Efficacy, Immunogenicity and Safety of COVID-19 Vaccine , Inactivated in Children and Adolescents

NCT ID: NCT04992260

Last Updated: 2023-10-16

Basic Information

• Recruitment Status: COMPLETED
• Clinical Phase: PHASE3
• Total Enrollment: 11349 participants
• Study Classification: INTERVENTIONAL
• Study Start Date: 2021-09-10
• Study Completion Date: 2023-05-31

Brief Summary

This study is a global multi-center , case-driven, randomized, double-blinded, and placebo-controlled phase Ⅲ clinical trial of the SARS-CoV-2 inactivated vaccine manufactured by Sinovac Research & Development Co., Ltd. The purpose of this study is to evaluate the efficacy of two dose of CoronaVac® against RT-PCR confirmed symptomatic COVID-19 cases in participants aged 6 months to 17 years.

Detailed Description

This study is a global multi-center , case-driven, randomized, double-blinded, and placebo-controlled phase Ⅲ clinical trial in participants aged 6 months to 17 years.The purpose of this study is to evaluate the efficacy of two dose of CoronaVac® against RT-PCR confirmed symptomatic COVID-19 cases in participants aged 6 months to 17 years.The experimental vaccine and placebo were both manufactured by Sinovac Research & Development Co., Ltd. A total of 14,000 healthy participants aged 6 months to 17 years will be enrolled, and randomly assigned into 2 groups at a ratio of 1:1 to receive 2 doses of experimental vaccine (600SU) or placebo with an interval of 28 days.

Conditions

COVID-19

Study Design

• Allocation Method: RANDOMIZED
• Intervention Model: PARALLEL
• Primary Study Purpose: PREVENTION
• Blinding Strategy: DOUBLE

Study Groups

Experimental Group

subjects will receive two doses of inactivated COVID-19 vaccine on day 0 and day 28.

Group Type: EXPERIMENTAL

Inactivated COVID-19 Vaccine

Intervention Type: BIOLOGICAL

The inactivated COVID-19 vaccine was manufactured by Sinovac Research\& Development Co., Ltd..600SU Inactivated SARS-COV-2 virus in 0·5 mL of aluminium hydroxide solution per injection

Control Group

subjects will receive two doses of placebo on day 0 and day 28.

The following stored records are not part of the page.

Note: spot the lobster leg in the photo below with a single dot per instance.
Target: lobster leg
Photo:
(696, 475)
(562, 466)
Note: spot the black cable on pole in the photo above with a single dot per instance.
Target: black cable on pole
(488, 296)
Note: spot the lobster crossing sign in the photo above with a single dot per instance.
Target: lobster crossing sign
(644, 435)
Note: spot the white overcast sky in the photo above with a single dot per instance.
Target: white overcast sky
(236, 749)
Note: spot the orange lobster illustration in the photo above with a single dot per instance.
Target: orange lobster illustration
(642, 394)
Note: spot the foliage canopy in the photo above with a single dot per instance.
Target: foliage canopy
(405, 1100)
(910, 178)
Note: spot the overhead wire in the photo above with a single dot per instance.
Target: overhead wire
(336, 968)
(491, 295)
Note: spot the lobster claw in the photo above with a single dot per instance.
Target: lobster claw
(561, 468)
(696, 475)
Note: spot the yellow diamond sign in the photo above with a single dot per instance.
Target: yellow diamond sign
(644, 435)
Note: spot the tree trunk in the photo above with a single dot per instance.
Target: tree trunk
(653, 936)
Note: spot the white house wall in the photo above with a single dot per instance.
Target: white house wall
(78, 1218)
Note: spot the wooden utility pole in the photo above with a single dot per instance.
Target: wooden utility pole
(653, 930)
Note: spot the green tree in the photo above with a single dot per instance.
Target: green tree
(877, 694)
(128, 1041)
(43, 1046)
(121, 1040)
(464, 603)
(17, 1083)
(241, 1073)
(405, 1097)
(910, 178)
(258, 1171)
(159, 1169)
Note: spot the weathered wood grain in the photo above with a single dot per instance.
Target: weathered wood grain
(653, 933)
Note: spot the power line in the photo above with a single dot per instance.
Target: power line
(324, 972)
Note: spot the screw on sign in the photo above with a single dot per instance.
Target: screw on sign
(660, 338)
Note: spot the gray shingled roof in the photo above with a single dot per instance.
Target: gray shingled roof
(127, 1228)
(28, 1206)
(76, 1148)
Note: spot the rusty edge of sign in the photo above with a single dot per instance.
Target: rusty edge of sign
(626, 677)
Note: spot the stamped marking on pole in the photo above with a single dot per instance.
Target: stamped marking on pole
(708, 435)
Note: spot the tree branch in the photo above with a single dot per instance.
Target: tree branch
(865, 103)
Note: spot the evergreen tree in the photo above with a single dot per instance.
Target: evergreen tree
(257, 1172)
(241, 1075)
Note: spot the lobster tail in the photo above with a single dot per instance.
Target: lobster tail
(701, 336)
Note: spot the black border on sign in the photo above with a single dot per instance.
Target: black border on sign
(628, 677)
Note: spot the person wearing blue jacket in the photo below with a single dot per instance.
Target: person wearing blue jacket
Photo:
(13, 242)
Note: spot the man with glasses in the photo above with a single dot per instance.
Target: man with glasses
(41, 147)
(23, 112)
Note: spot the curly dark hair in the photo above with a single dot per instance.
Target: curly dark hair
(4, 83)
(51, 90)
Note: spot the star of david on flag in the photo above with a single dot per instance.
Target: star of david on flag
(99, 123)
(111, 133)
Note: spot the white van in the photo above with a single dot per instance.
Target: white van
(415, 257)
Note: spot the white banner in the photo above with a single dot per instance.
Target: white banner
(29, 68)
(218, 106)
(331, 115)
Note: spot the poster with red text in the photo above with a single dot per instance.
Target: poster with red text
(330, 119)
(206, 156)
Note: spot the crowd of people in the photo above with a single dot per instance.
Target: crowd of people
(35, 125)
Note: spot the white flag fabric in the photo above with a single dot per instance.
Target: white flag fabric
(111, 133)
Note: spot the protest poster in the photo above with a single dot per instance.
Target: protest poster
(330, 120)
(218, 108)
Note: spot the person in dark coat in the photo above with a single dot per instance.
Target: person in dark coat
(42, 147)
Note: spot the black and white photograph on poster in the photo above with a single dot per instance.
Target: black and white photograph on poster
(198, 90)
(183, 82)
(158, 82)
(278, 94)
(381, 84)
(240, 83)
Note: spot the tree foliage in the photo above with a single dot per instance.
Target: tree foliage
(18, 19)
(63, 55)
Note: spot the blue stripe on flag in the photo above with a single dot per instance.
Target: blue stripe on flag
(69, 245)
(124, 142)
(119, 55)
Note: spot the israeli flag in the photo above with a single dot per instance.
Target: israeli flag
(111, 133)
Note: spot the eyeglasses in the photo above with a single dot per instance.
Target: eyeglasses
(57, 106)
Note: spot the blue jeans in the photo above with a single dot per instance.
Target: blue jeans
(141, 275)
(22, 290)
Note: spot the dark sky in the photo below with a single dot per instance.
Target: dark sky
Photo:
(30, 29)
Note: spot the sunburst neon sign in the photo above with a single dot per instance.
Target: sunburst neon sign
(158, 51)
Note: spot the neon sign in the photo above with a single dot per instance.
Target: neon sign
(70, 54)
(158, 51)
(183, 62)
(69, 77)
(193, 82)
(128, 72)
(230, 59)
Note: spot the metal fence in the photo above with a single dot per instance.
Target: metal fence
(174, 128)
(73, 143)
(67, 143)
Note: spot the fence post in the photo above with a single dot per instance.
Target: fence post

Group Type: PLACEBO_COMPARATOR

Controlled vaccine

Intervention Type: BIOLOGICAL

The placebo was manufactured by Sinovac Research\& Development Co., Ltd.The composition is aluminium hydroxide,The appearance of the placebo is consistent with the vaccine, which is a milky-white suspension.

Interventions

Inactivated COVID-19 Vaccine

The inactivated COVID-19 vaccine was manufactured by Sinovac Research\& Development Co., Ltd..600SU Inactivated SARS-COV-2 virus in 0·5 mL of aluminium hydroxide solution per injection

Intervention Type: BIOLOGICAL

Controlled vaccine

The placebo was manufactured by Sinovac Research\& Development Co., Ltd.The composition is aluminium hydroxide,The appearance of the placebo is consistent with the vaccine, which is a milky-white suspension.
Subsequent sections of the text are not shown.